The guidance on the Shared Parental Leave regulations, issued by BIS, states that there will not be a requirement to offer a parallel benefit between an organisation’s maternity package and its shared parental package. The guidance is clear that an organisation can continue to offer an enhanced maternity package while offering the statutory minimum for shared parental leave. However, some legal commentators have challenged this position.
The case law most commonly referenced here is that of Shuter v Ford Motor Company – a case that considered whether it was discriminatory to offer a differential, and less favourable, package to a father taking paternity leave, compared to that offered to mothers taking maternity leave. The decision in the case was that it was not.
However, the relevant facts in this case were fairly specific: the respondent argued successfully that the enhanced maternity scheme was set up to address the underrepresentation of women in their business – it is unclear whether, in organisations with a more balanced workforce, the same judgment would have been returned.
HR professionals are encouraged, when deciding how to respond to these issues, to take advice from their legal services provider.
Discontinuous leave and resource planning
With employees eligible to take shared parental leave shortly, employers should be thinking about resource planning in the event of discontinuous leave. This occurs when employees take their leave in blocks, the minimum duration of which is a week; the regulations will allow an employee to take up to three of these blocks, although it is open to employers to allow more than this. The statutory maternity scheme is obviously very different to this, involving a single block of leave and relatively lengthy notification requirements if a woman decides to return earlier to work. This has led to the common practice of employers filling this resource gap with individuals undertaking the absent employee’s role by way of maternity cover. It may be difficult for employers to adopt a similar practice under the new regulations.
HR professionals should familiarise themselves with all the rules surrounding shared parental leave requests, bookings and cancellations, along with what can and cannot be legally refused. It may also be helpful to draw up a policy detailing their organisation’s approach to these requests and bookings.
The effects of this new system of discontinuous leave will be felt more by some industries than others. For those that see seasonal peaks in workload, the flexibility of shared parental leave may be extremely helpful in ensuring the on-site presence of key personnel at important times, without those individuals losing their ongoing parental entitlements. Early engagement in dialogue with employees about their leave intentions will go some way to relieving the burden this new scheme has created.
Training and understanding
While most HR professionals will already be up to speed with how the regulations work, it is important that managerial staff – who will actually deal with such leave requests – are too. This is especially important as it may protect those seeking to take leave from detrimental treatment; a right also protected as an actionable claim under the legislation. Given the complexities of the legislative scheme, it is important that line managers across an organisation receive sufficient training in how the new system will work, and the protections employees enjoy.

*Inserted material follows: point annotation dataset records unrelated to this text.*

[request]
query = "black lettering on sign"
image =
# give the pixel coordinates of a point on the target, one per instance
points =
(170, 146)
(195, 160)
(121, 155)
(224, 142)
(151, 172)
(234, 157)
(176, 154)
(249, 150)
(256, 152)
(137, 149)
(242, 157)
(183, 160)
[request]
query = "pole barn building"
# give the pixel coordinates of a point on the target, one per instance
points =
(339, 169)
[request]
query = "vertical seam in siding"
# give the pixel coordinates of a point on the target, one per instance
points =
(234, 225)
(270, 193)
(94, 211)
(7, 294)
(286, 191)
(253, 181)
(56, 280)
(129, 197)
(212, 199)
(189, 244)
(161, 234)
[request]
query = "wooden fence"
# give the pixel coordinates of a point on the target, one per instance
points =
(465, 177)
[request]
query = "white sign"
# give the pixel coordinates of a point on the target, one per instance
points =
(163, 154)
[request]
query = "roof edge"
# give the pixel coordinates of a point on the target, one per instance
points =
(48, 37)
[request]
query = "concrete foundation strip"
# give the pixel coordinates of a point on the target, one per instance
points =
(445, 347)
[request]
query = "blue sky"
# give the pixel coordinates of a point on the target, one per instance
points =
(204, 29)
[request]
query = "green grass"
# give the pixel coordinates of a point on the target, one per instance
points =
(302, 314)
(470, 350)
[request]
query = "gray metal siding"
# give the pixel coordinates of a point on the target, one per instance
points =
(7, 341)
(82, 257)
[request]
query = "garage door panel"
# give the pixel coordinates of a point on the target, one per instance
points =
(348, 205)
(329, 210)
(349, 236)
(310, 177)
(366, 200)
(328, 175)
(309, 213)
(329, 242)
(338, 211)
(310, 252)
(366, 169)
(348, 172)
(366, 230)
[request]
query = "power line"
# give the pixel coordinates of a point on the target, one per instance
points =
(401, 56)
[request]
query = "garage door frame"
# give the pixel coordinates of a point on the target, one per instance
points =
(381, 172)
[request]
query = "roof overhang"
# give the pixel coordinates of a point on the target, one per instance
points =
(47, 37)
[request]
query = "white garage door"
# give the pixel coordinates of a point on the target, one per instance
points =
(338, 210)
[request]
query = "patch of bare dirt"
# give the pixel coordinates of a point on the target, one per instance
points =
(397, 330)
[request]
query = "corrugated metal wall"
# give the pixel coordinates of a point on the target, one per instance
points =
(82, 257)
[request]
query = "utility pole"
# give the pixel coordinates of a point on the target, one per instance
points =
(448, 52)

Further, strategically considered policies on these new rights – that managerial staff can work through – will soften the administrative burden and reduce the level of ongoing HR assistance required.
As with any change, the key to ensuring a smooth transition and to reducing risk is planning and preparation. Organisations should be considering their approaches to these challenges now, as opposed to when requests are first received, in order to achieve that healthy balance between managing business objectives and employees’ rights. Policies that take both these matters into account will be paramount in ensuring that the changes have a minimal negative impact on all concerned.